Points forts vs points faibles
Avant le contrôle, iI est intéressant d'identifier les points forts de sa gestion financière et comptable et ceux sur lesquels on se sent moins à l'aise. « Parmi les points de fragilité souvent observés, on note un défaut de précision dans l'état des lieux et le respect des obligations réglementaires, des processus organisationnels rarement mis à jour et une comptabilité analytique qui ne permet pas clairement de tracer l'utilisation des fonds publics et privés », pointe Fanny Hamchin Lebaillif. Un exemple: les recettes des familles et les recettes publiques ne doivent pas être amalgamées et les charges liées au caractère propre doivent être distinguées des « autres » charges- ce qui est loin d'être toujours le cas. « Les auditeurs s'interrogent légitimement: Les familles paient-elles bien les charges liées au caractère propre de L' établissement? Sont-elles surfacturées ou sous-facturées? J'encourage les établissements à faire deux colonnes sur leur tableur dans Les comptes de la gestion scolaire: l'une pour les recettes publiques, l'autre pour les recettes des familles afin de préparer le tableau qui sera demandé » insiste Jean-Christophe Carrel. Si les recettes des familles sont excédentaires, il faut être en mesure de l'expliquer: est-ce parce que les recettes publiques sont insuffisantes? Est ce que des travaux d'investissement sont programmés afin de mettre aux normes l'établissement ou de maintenir on attractivité? Autant de question à anticiper.
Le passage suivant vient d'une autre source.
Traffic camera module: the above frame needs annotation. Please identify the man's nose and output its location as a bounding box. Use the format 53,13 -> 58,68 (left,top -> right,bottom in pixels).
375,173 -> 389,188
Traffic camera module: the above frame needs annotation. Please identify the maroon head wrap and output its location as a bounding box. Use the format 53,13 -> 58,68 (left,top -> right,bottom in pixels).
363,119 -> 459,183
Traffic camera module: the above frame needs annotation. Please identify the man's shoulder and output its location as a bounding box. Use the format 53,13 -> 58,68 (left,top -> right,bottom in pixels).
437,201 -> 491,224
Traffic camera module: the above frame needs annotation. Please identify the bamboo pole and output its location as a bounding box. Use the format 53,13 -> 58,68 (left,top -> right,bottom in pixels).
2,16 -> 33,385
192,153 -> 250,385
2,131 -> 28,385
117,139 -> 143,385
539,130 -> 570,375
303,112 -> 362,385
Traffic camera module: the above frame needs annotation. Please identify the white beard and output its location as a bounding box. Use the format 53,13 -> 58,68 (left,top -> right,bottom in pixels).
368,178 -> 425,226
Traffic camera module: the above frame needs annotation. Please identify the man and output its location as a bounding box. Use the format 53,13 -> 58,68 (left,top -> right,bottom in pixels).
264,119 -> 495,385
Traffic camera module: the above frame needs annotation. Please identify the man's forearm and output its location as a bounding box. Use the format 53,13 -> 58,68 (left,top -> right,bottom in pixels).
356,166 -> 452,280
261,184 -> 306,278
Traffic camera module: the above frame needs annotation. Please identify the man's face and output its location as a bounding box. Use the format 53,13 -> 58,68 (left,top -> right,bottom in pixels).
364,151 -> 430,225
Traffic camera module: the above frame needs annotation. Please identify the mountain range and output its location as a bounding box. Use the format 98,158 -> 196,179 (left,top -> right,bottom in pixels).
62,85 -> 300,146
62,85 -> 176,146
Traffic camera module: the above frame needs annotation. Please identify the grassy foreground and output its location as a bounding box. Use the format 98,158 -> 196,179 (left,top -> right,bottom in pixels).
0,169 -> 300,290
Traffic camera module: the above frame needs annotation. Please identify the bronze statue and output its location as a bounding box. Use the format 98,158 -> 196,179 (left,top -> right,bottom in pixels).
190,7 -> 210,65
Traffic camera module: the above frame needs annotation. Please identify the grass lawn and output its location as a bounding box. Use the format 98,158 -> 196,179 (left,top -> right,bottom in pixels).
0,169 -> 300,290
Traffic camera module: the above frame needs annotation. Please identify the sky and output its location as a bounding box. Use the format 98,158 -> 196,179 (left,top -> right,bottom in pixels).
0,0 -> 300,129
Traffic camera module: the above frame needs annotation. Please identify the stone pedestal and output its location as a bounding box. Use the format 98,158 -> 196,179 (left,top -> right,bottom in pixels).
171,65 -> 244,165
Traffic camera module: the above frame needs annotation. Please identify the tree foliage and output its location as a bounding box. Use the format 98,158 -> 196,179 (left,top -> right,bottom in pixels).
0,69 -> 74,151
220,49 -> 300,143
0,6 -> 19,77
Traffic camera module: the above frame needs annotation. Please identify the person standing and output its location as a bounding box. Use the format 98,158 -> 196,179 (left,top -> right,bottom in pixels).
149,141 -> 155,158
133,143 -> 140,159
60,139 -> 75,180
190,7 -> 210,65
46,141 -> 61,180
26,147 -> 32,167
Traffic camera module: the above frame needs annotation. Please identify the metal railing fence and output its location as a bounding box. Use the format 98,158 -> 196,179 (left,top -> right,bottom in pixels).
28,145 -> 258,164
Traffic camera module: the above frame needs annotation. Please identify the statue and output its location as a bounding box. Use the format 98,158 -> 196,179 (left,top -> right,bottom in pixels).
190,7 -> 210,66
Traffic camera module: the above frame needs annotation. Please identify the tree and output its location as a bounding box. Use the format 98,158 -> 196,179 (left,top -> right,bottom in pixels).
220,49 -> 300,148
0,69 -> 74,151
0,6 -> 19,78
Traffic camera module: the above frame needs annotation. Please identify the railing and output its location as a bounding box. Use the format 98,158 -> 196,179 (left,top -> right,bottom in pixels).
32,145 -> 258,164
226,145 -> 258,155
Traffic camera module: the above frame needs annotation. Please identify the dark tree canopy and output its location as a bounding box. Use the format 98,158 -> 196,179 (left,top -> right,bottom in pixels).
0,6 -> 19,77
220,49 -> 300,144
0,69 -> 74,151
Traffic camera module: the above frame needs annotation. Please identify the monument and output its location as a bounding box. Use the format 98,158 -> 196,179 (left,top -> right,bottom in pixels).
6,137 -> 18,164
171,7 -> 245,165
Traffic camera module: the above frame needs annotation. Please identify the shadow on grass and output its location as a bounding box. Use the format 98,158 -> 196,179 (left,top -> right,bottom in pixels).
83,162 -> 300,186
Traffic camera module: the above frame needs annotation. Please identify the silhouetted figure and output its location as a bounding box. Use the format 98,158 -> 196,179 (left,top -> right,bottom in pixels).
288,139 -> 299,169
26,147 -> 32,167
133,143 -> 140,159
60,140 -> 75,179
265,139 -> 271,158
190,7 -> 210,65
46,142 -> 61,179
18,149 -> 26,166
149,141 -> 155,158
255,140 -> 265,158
Profiter du contrôle pour affiner ses process
Malgré leur caractère contraignant, il faut essayer de vivre les contrôles comme une opportunité permettant d'instiller davantage de rigueur. « Les contrôles permettent de questionner le respect des obligations juridiques qui incombent à une association, la structuration de ses procédures, son contrôle interne, la séparation des fonctions, les délégations de pouvoirs, la gestion des données numériques, la facturation électronique... Et de mieux anticiper ses investissements», assure Fanny Binot, membre de la commission d'expertise de gestion de la Fédération nationale des Ogec. Une rigueur que les DDFIP/DRFIP prennent très au sérieux puisqu'elles s'assurent, après un délai, que leurs préconisations sont bien suivies d'effets...
1. La Fédération nationale des Ogec a établi une note précisant pour chacune des thématiques les documents pouvant être demandés.